Après la Françafrique : la Chinafrique ? Par Roland Pourtier.

Compte rendu du café géo albigeois du 9 avril 2013. Présentation par Roland POURTIER, Professeur émérite des Universités en géographie, Université Paris 1 Panthéon-Sorbonne, membre du laboratoire de géographie PRODIG. Spécialiste de l’Afrique centrale et du bassin du Congo.

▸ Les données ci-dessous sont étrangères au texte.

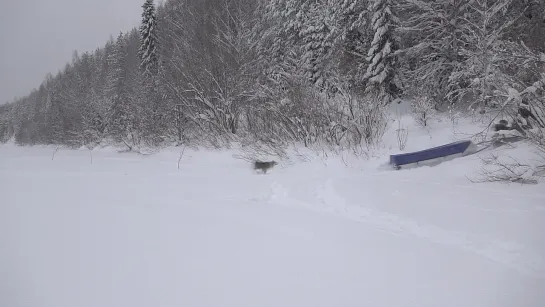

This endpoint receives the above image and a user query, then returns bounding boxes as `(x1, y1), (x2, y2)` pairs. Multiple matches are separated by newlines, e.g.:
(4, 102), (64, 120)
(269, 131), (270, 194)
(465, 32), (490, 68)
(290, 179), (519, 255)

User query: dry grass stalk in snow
(471, 155), (543, 184)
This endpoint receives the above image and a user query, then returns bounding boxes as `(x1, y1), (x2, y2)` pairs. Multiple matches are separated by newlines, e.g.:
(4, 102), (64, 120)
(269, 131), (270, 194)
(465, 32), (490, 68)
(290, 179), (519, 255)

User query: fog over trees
(0, 0), (545, 154)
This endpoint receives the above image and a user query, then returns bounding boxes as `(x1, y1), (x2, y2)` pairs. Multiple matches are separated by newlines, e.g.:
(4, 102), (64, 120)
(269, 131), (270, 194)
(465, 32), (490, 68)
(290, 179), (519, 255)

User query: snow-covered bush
(411, 96), (436, 127)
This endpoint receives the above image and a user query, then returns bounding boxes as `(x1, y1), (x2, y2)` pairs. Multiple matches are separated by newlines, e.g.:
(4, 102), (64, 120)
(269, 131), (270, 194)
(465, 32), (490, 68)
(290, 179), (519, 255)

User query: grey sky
(0, 0), (144, 104)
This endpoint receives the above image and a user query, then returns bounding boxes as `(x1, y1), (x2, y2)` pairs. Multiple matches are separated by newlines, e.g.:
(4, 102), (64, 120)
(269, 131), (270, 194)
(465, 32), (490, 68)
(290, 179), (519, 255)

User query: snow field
(0, 114), (545, 307)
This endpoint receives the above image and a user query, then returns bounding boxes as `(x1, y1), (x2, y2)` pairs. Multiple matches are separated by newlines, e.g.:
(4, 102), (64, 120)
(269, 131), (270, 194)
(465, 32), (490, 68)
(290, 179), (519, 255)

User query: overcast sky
(0, 0), (144, 104)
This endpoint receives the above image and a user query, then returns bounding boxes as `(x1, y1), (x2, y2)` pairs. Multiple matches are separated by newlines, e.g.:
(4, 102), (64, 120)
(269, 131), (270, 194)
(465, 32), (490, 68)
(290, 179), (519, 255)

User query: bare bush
(471, 155), (542, 184)
(411, 96), (436, 127)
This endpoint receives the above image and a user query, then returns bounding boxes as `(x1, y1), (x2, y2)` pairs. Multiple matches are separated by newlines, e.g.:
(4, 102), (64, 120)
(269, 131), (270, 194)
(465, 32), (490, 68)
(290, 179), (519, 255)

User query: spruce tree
(139, 0), (158, 77)
(364, 0), (398, 100)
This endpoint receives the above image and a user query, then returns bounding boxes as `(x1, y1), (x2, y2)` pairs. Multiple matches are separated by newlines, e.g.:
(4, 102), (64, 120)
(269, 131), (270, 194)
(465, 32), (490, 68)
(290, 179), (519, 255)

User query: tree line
(0, 0), (545, 150)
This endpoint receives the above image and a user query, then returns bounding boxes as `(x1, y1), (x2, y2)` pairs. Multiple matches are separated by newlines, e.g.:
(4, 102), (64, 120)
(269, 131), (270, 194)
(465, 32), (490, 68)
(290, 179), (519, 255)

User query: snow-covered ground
(0, 113), (545, 307)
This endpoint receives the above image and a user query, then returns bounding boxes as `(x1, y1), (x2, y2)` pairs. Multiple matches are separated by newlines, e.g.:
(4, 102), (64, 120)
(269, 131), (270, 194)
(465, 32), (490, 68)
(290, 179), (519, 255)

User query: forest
(0, 0), (545, 151)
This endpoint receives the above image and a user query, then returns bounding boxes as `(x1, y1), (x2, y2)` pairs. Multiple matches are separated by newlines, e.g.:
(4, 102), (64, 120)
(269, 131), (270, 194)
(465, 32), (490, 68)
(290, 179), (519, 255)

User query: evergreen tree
(364, 0), (398, 100)
(139, 0), (158, 77)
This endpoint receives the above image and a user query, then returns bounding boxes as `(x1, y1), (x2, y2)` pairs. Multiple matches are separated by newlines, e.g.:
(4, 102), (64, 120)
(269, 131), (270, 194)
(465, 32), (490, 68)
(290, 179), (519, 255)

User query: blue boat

Compte-rendu réalisé par Alyssia MARROU et Pauline BANQ, étudiantes en licence de géographie et d’histoire au Centre universitaire J.F.Champollion, sous la direction de Thibault COURCELLE et Mathieu VIDAL, enseignants-chercheurs, co-animateurs des Cafés Géo d’Albi.

Présentation de la problématique :

En une décennie, la Chine s’est hissée au rang de premier partenaire commercial du continent africain, longtemps resté sous la dépendance de l’héritage colonial. Forte de son dynamisme économique et de son statut de pays « en développement » militant contre le colonialisme, elle est devenue un acteur majeur de l’Afrique dont elle accélère l’insertion dans la mondialisation. Le modèle « gagnant-gagnant » a séduit les autorités politiques africaines ; grâce à la compétitivité de ses entreprises, la Chine s’est imposée comme leader dans le secteur des infrastructures ; elle inonde l’Afrique de ses produits industriels.

Mais à quel prix ? Le « troc » pétrole et minerais contre infrastructures favorise-t-il un développement durable, ou n’est-ce que la nouvelle mouture de l’exploitation d’un continent réputé « regorger » de ressources naturelles ?

Si la Françafrique a été décriée, la Chinafrique est-elle au-dessus de tout soupçon ?

Autant de questions alimentant spéculations et rumeurs, d’autant plus que l’information est incertaine, souvent opaque. La déferlante chinoise est de toute évidence portée par les besoins en énergie et matières premières de l’usine du monde.

Mais combien de Chinois se sont-ils engouffrés dans le sillage des grandes entreprises ?  500 000, un million ? Qu’en est-il des « millions d’hectares » de terre soi-disant accaparés par la Chine ? Tandis que la rumeur va bon train, « l’amitié » entre la Chine et l’Afrique commence à être écornée : grèves, manifestations anti-chinoises ternissent l’image d’une coopération proclamant l’intérêt mutuel des partenaires mais qui peine à masquer les enjeux de la realpolitik.

Alors que la Françafrique est en train de disparaître du champ des relations internationales, la Chinafrique rebat les cartes de la géopolitique au bénéfice de la deuxième puissance mondiale.

Peut-on pour autant parler d’un « impérialisme rouge » ?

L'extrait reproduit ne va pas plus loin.